ExtrasAudio Commentary – With director Nicholas Hytner and is a leisurely listen; Hytner having been intimately associated with the cast and crew, knew the real Miss Shepherd and lived in and around the area when she was alive, not to mention directing the stage version of the film, is, as you can imagine, a wealth of information about the production, cast, locations and the real situations that went into crafting the story narrative – a gem of a listen.
The Making of Lady in the Van – Brief fifteen minute feature that has interviews with cast and crew (as well as finished material) about the production and some history of the film.
Playing the Lady; Maggie Smith on Miss Shepherd – Culled from the same footage as the above; cast and crew bestow love for their favourite leading lady.
The Visual Effects – How Alan Bennett can be seen twice at the same time, plus the ascension scene.
Deleted Scenes – Three in total, though the commentary alludes to more, of varing length which concentrated on further interactions between Alan and Miss Shepherd; they add little to the finished film.
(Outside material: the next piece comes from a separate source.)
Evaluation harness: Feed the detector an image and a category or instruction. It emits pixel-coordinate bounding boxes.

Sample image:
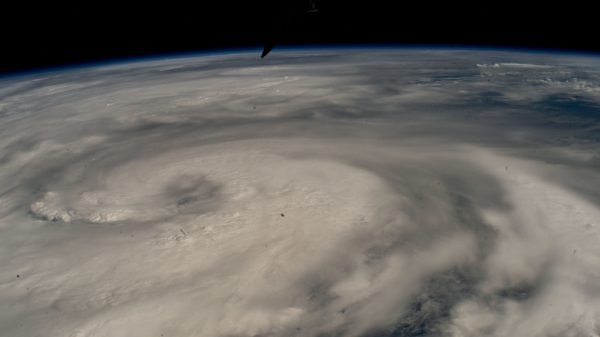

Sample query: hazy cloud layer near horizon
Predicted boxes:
[0,50,600,337]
Blu-ray VerdictThe Lady in the Van is award-winning director Nicholas Hytner’s retelling of the (mostly) true story, penned by Alan Bennett, of Miss Shepherd, an eccentric old lady that parked her van on Bennett’s driveway in Camden Town for what was supposed to be a few months and which ended up being fifteen years! The story of their relationship, Shepherd’s extra-ordinary life and Bennett’s coping with her ways and discovery of himself are told through conversations with himself which drives the narrative forward. The result is an absolutely charming film that explores what it is to offer kindness and how the human spirit is an incredible facet, all delivered in a slightly off-kilter comedic way that belies the tragedy of all concerned. Dame Maggie (who plays Miss Shepherd) is an absolute triumph in the role (actually her third time playing the character) whose sheer dominance of the screen shows a deep sadness behind the joviality and whose eyes actually tell more that any words could. The film is a wonderful little gem.
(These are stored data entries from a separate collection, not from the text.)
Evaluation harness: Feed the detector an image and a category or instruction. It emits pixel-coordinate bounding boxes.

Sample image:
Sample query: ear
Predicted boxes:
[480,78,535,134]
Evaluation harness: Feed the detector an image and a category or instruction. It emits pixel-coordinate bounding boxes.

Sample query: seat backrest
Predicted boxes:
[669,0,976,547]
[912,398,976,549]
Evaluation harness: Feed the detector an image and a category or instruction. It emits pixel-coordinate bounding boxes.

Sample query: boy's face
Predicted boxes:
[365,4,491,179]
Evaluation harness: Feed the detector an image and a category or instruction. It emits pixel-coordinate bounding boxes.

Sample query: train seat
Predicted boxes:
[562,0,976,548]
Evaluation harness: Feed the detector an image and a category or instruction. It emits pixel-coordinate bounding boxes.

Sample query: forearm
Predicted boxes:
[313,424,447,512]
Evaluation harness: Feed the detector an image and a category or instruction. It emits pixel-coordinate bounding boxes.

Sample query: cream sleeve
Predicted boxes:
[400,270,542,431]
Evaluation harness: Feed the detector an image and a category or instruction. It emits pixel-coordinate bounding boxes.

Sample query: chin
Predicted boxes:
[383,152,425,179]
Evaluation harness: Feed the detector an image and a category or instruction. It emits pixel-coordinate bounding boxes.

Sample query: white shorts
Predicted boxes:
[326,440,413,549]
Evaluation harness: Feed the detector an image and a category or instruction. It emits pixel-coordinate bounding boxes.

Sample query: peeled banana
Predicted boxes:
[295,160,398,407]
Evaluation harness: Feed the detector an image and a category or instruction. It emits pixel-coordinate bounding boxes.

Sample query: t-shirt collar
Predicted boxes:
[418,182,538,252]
Dame Maggie Smith is an absolute triumph in the titular role
The disc as presented from Sony is not bad in terms of its package; the picture is bright, detailed, well coloured with reasonable blacks and no artefacts, while the DTS-HD MA 5.1 sound shows a remarkable amount of surround ambience placing you in the centre of the street while keeping dialogue clearly audible throughout. This is backed up by a small but welcome set of extras. Recommended.